Printers, AD, and DHCP

M

Malaise

Looking for some guidance on this issue. We have a number of printers
currently using static IPs to connect to the network. We set the
queues up on a print server, which our users connect to print. There
is a planned migration to move the internal network to a VLAN-type
configuration, which means a lot of administration in editing print
queues, etc.

The question was asked that since the printers have the ability to pull
an IP, is it possible to configure the printers for DHCP, create a pool
of IPs to assign to them, then configure AD to find those printers to
reduce administration time in editing print queues. I attempted to
find documentation on this, but could only find bits and pieces that
didn't always fit together. If someone could provide some assistance
or point me to some documentation that would help, I'd appreciate it.
 
J

Jorge_de_Almeida_Pinto

Looking for some guidance on this issue. We have a number of
printers
currently using static IPs to connect to the network.

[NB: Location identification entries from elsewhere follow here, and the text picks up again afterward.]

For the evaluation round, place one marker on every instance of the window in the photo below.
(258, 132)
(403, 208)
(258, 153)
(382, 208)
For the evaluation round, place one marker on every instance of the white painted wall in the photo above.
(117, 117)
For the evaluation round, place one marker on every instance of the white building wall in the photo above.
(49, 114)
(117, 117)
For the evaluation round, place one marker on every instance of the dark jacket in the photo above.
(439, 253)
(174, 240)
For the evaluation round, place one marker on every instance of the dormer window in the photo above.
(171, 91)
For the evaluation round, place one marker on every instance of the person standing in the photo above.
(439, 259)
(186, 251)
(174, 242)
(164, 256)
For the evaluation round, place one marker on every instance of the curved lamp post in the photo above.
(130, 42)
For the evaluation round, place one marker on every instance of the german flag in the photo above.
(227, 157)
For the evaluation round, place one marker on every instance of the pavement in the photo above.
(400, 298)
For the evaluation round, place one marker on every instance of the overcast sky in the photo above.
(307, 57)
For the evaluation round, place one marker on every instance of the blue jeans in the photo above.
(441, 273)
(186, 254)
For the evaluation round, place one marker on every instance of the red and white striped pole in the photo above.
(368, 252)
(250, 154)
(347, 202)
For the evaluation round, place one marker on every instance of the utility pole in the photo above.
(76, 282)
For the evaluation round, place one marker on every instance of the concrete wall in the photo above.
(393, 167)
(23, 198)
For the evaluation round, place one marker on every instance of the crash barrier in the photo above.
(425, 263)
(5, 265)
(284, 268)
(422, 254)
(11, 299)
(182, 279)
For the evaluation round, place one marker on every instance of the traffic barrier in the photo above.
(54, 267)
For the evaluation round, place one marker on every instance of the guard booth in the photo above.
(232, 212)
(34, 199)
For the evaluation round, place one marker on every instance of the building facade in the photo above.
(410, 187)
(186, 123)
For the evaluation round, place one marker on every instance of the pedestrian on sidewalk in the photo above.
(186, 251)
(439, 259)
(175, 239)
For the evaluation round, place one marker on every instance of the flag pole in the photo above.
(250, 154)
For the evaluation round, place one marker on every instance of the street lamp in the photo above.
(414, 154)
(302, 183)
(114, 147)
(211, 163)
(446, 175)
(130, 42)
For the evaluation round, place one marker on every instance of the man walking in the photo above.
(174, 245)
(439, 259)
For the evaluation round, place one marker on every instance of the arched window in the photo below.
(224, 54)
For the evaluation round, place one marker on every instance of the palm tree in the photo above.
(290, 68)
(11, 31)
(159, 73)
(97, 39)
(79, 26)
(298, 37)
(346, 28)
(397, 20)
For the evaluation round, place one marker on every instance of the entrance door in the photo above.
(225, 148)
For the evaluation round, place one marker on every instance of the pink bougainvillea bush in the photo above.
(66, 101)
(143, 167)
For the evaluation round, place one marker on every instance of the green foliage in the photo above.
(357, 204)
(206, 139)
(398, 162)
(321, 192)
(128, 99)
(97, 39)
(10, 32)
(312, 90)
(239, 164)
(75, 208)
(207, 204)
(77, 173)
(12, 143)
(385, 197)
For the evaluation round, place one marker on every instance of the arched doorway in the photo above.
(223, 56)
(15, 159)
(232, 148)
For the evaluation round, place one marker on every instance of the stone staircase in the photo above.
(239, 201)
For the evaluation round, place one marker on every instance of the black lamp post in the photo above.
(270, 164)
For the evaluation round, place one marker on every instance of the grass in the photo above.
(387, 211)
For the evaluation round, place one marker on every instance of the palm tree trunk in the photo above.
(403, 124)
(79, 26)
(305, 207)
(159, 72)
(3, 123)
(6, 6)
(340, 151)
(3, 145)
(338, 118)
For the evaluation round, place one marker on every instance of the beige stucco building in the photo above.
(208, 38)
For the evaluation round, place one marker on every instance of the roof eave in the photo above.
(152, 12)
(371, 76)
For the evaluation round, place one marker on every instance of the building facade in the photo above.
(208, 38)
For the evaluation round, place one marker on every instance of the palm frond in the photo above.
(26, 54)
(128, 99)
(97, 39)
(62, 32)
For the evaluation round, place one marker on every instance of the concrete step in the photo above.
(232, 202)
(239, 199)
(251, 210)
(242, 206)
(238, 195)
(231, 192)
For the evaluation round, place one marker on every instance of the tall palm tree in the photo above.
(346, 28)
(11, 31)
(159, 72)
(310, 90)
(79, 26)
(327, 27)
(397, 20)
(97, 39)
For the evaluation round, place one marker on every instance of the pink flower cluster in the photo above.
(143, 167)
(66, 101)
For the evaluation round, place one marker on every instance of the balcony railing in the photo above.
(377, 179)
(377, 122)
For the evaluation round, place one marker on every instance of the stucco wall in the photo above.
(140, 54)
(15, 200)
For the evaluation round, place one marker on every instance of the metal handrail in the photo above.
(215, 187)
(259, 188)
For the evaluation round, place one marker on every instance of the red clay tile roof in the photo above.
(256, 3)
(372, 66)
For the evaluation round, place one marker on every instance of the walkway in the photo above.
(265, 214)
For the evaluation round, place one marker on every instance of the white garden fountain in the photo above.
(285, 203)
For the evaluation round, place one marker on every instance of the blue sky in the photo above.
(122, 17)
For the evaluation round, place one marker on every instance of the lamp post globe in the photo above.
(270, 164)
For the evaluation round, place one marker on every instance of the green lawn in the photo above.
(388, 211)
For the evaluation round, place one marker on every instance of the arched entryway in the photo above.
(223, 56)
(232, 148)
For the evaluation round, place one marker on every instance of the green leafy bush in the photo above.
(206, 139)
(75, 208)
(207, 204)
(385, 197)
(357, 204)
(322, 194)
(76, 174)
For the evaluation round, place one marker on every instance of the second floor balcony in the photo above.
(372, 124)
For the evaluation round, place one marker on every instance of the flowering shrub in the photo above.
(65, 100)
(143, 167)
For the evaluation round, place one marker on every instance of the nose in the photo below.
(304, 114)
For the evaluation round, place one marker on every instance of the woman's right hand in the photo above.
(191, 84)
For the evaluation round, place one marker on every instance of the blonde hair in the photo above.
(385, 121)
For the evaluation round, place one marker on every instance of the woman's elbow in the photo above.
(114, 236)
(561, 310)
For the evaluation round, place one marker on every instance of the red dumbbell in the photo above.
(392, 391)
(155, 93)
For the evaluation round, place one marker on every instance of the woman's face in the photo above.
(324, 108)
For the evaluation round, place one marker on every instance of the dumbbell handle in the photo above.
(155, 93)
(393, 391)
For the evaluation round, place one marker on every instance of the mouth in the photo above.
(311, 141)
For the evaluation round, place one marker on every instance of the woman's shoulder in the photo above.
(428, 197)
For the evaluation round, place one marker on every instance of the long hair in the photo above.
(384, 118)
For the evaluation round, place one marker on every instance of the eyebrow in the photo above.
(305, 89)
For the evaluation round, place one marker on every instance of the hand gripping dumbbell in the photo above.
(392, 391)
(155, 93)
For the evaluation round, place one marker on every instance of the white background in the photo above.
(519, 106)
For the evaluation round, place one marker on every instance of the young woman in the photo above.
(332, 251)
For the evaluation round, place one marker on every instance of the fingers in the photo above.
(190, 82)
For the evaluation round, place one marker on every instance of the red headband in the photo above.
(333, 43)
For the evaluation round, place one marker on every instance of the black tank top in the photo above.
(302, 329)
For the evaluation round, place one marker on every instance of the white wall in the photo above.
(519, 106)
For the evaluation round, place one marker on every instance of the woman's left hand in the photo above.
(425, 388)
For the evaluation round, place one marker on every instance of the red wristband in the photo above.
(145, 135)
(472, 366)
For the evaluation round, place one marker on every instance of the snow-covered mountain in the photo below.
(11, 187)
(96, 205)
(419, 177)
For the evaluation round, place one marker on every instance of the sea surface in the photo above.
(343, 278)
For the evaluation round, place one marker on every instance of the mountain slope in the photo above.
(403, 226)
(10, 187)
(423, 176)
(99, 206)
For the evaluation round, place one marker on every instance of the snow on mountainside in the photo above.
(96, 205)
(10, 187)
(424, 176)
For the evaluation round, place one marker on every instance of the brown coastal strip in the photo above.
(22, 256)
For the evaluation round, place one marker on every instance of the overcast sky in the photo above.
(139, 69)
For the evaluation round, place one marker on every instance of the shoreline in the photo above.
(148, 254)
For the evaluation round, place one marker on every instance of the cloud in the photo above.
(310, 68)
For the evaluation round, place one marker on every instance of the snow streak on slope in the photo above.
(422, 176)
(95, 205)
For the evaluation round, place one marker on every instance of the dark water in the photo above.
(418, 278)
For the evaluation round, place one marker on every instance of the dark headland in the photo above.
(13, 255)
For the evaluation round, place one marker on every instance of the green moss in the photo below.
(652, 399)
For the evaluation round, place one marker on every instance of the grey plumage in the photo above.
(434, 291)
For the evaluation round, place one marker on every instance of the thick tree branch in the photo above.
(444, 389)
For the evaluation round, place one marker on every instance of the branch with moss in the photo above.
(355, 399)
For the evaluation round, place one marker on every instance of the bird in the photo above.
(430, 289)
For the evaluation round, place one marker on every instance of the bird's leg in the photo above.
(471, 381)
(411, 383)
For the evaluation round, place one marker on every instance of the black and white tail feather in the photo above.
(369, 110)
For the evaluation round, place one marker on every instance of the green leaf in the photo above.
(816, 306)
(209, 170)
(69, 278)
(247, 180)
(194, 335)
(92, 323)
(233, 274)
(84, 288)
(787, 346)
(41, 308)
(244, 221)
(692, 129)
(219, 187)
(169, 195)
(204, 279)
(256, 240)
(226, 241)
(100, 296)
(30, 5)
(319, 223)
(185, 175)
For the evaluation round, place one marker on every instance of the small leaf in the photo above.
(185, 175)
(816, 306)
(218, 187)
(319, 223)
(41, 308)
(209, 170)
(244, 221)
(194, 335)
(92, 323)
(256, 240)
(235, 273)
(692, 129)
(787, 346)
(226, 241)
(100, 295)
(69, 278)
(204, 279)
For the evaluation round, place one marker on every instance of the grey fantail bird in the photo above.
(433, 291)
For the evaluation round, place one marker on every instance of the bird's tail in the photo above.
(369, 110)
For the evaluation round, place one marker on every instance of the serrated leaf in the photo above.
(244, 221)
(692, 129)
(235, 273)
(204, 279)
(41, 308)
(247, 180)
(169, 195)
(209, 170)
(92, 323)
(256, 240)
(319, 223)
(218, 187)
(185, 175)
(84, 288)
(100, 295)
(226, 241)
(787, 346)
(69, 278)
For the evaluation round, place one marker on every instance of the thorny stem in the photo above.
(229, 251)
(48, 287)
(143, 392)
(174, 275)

We set
the
queues up on a print server, which our users connect to print.
There
is a planned migration to move the internal network to a
VLAN-type
configuration, which means a lot of administration in editing
print
queues, etc.

The question was asked that since the printers have the
ability to pull
an IP, is it possible to configure the printers for DHCP,
create a pool
of IPs to assign to them, then configure AD to find those
printers to
reduce administration time in editing print queues. I
attempted to
find documentation on this, but could only find bits and
pieces that
didn't always fit together. If someone could provide some
assistance
or point me to some documentation that would help, I'd
appreciate it.

you could that by creating DHCP reservation for the printers. You need
the MAC address for each printer device. If you have multiple DHCP
servers that can service the printers, make sure the DHCP reservations
are created on those DHCP servers
 
M

Malaise

Thanks - we'll try that out and see if it works for us. I'll post if
that does the trick.
 
M

Malaise

Pushing out the IPs using the above method seems to work, now the only
issue is to update the AD. Our print queues use the IP to map to the
printer (creating a local printer connection using the TCP/IP Port
option). Is there a better way to create the queues in the directory,
or are we stuck updating 100+ queues when the ip change occurs?